Srivastava and Nair (
1) have built a compelling argument that the routine use of laboratory investigations, imaging studies, and other diagnostic tests for adults with psychiatric symptoms in medical emergency rooms, psychiatric emergency rooms, and inpatient settings is often low yield, rarely changes management, and is unlikely to reveal new information that is not already known from the history and physical examination. Their review provides a helpful balance to existing literature that teaches physicians always to consider the many nutritional, metabolic, immunologic, neoplastic, toxic, traumatic, and other causes of psychiatric symptoms (
2), and it helpfully pushes back against a hospital culture that tends to expect screening labs for all patients as the standard of care.
The review bumps up against the difficult question of how best to define and measure the value of these investigations. The authors use definitions of utility and significance and report a measurement of yield that may not fully capture some important ways that investigations are utilized to advance patient care. If the value of investigations is underrepresented, it will be difficult to convince clinicians to change their practices.
For example, investigations can be simultaneously low yield and high value. So-called “can’t miss” diagnoses can fall into this category (e.g., pregnancy, cardiac arrhythmia, hypothyroidism, anemia, and drug toxicity). Especially when investigations for these conditions are low cost and not particularly burdensome, clinicians appropriately have a low threshold for ordering them. If one in a hundred investigations returns positive results, that is still plenty of value to justify ordering them.
Investigations can also have value without necessarily meeting the authors’ definitions of utility (investigations resulting in a change in diagnosis or management) or significance (findings not otherwise detected by history or physical examination). Arguably, these definitions highlight unexpected abnormal findings and downplay the importance of normal results, baseline measurements, confirmatory tests, and trending tests as guides to clinical care. Notably, a study of primary care physicians reported that the most common reason physicians ordered investigations was to “exclude disease and reduce the physician’s uncertainty” (
3), a practice that is primed to generate high rates of normal results that are still quite valuable. Additionally, Whiting et al. (
4) described a wide variety of reasons clinicians order investigations, few of which map cleanly onto the authors’ definitions of utility or significance.
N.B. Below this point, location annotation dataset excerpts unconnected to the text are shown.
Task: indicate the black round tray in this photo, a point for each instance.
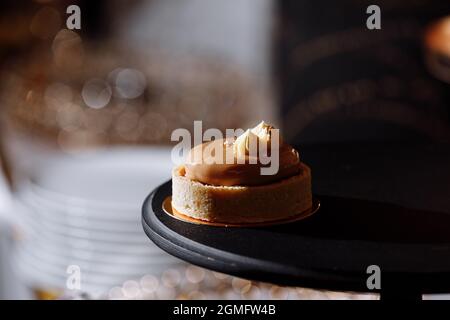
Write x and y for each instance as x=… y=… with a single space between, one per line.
x=329 y=250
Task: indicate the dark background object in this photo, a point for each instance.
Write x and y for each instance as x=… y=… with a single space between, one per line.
x=340 y=81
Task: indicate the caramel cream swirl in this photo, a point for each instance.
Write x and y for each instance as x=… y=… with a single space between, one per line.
x=228 y=162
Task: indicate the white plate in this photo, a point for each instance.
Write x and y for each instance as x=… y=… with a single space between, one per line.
x=97 y=269
x=112 y=178
x=42 y=275
x=56 y=231
x=61 y=219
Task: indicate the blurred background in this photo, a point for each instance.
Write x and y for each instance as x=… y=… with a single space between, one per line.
x=86 y=117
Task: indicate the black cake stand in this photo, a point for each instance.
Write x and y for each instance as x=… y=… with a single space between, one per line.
x=408 y=241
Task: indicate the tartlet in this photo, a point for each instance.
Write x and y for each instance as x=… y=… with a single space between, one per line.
x=239 y=193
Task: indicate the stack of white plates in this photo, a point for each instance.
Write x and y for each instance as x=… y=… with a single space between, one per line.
x=84 y=214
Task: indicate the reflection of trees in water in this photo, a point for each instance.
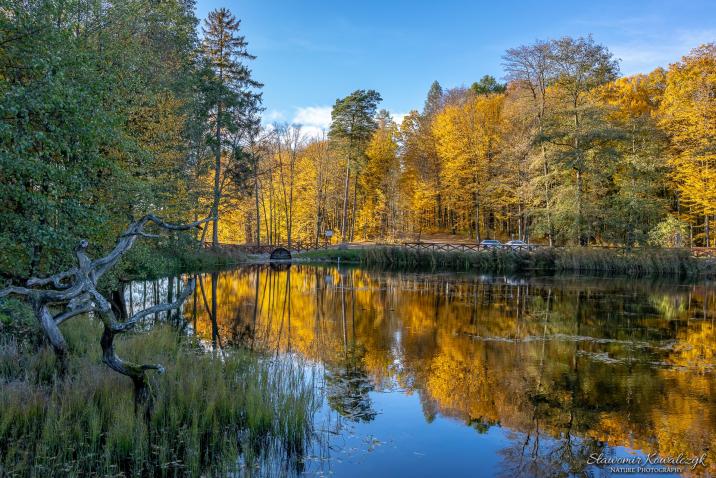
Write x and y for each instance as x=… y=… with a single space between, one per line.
x=566 y=363
x=348 y=386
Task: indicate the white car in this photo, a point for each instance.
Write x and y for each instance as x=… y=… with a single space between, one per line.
x=491 y=244
x=518 y=245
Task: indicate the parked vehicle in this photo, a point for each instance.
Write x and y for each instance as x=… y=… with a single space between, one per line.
x=519 y=245
x=491 y=244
Another aspect of value—especially relevant for emergency and inpatient psychiatrists—involves using the results of investigations to facilitate conversations about where to transfer patients and when. Abnormal results can facilitate a transfer to inpatient medicine, and normal results can facilitate a transfer to inpatient psychiatry. Psychiatric facilities with limited medical resources have a reputation for requiring that patients be scrutinized for medical stability prior to transfer (
5), a practice that has only intensified during the coronavirus pandemic. For better and for worse, laboratory studies and other investigations (e.g., COVID test results, chest X-ray, electrocardiogram, and oxygen saturation) are core elements of the vocabulary clinicians use when negotiating where patients should go and when. Even when the results of investigations do not change the overall clinical course, having results in hand can still add value by reducing friction and facilitating timely and appropriate transfers.
These comments are not intended to say that all investigations add value. The authors’ key point—that investigations are overutilized in emergency and inpatient settings—is uncontroversial. There are wasteful practices that can and should be eliminated. Rather, these comments are intended to illustrate the complexity of defining and measuring value. Without a comprehensive understanding of the value of investigations (both real and perceived value), it will be difficult to convince clinicians to let go of some deeply embedded practices and persuade them to order fewer investigations.